Les trois éléments du contrat de travail
Le contrat de travail n'a pas de définition légale unique, mais la jurisprudence en a dégagé trois éléments caractéristiques :
- Une prestation de travail
- Une rémunération
- Un lien de subordination juridique, l'élément déterminant
La subordination existe quand l'employeur peut donner des ordres et des directives, en contrôler l'exécution et sanctionner les manquements. C'est ce pouvoir d'autorité qui fait le salariat.
Salarié ou indépendant ?
La distinction entraîne des régimes très différents. Le salarié est subordonné : il bénéficie de la protection du droit du travail (durée du travail, congés, salaire minimum, protection contre le licenciement) et du régime général de sécurité sociale. L'indépendant (entrepreneur, profession libérale, auto-entrepreneur) est autonome : il organise librement son activité mais sans cette protection, et relève d'un autre régime social.

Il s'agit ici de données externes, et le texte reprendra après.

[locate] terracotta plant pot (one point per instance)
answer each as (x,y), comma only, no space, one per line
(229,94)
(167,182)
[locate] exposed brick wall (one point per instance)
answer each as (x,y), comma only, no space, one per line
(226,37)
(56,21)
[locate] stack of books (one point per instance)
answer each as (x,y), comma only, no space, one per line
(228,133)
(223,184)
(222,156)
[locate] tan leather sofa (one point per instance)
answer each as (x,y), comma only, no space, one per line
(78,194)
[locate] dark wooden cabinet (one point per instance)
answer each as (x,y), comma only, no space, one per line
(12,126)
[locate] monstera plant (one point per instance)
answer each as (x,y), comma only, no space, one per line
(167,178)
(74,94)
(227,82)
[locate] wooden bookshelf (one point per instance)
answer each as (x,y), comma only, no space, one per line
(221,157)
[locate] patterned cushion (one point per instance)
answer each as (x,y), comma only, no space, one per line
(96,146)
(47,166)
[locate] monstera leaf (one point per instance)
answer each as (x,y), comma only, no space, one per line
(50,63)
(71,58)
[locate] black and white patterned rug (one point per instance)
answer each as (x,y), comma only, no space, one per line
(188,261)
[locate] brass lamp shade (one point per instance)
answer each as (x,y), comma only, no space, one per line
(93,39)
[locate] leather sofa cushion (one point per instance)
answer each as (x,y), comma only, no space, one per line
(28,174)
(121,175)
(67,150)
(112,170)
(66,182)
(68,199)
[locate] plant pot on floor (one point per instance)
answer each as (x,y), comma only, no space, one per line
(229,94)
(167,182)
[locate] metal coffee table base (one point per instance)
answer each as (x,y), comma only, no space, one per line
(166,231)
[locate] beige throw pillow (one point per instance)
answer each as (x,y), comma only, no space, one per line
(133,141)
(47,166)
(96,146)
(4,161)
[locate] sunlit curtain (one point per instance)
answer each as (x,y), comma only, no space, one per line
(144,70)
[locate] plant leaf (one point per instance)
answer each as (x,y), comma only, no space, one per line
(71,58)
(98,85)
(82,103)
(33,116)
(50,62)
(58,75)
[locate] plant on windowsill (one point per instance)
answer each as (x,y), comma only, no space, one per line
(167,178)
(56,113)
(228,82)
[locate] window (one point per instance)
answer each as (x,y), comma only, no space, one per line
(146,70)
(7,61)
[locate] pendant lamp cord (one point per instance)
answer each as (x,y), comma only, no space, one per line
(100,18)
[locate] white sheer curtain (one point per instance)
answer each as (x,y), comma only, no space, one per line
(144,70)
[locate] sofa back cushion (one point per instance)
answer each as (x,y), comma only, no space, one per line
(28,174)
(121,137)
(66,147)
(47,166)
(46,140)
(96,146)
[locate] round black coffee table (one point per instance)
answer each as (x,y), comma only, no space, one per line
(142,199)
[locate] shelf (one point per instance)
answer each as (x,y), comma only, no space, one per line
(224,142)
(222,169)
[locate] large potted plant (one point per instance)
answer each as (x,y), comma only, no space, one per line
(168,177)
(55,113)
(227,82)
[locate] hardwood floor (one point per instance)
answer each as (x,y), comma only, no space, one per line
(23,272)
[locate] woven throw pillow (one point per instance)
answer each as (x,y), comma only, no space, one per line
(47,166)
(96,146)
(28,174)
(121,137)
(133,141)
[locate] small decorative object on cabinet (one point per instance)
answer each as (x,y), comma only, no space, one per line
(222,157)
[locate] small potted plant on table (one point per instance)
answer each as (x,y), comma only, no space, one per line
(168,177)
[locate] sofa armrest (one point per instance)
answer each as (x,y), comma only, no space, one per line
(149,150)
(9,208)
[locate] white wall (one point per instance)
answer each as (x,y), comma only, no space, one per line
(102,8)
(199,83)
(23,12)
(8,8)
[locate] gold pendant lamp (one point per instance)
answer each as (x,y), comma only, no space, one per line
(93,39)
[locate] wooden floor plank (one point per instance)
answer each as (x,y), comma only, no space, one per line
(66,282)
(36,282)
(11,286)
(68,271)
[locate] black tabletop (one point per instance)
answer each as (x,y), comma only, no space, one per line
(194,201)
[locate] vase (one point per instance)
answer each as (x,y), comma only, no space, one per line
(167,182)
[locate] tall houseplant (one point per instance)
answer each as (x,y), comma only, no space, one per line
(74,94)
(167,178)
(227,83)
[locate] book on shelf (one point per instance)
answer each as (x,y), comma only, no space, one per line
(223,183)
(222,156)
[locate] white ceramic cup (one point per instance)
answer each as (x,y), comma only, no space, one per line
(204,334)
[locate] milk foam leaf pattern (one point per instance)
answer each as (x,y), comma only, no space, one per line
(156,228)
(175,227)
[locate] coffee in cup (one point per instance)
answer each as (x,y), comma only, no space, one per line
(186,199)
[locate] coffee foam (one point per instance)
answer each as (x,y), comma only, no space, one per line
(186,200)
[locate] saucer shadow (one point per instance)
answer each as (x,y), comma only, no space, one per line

La requalification, un enjeu majeur
La qualification ne dépend pas de l'intitulé : un « contrat de prestation » qui place en réalité la personne sous subordination peut être requalifié en contrat de travail par le juge. C'est un débat de société avec l'essor des plateformes, où des travailleurs juridiquement indépendants sont en réalité fortement dépendants. Recourir à un « faux indépendant » pour éviter charges et protections constitue du travail dissimulé, sévèrement sanctionné.
Les sources et les types de contrats
Le droit du travail puise à des sources hiérarchisées (Code du travail, conventions collectives, contrat), gouvernées par l'ordre public social : on peut déroger, mais en faveur du salarié. Le CDI est la norme ; le CDD et l'intérim sont des exceptions encadrées ; s'y ajoutent le temps partiel et l'alternance.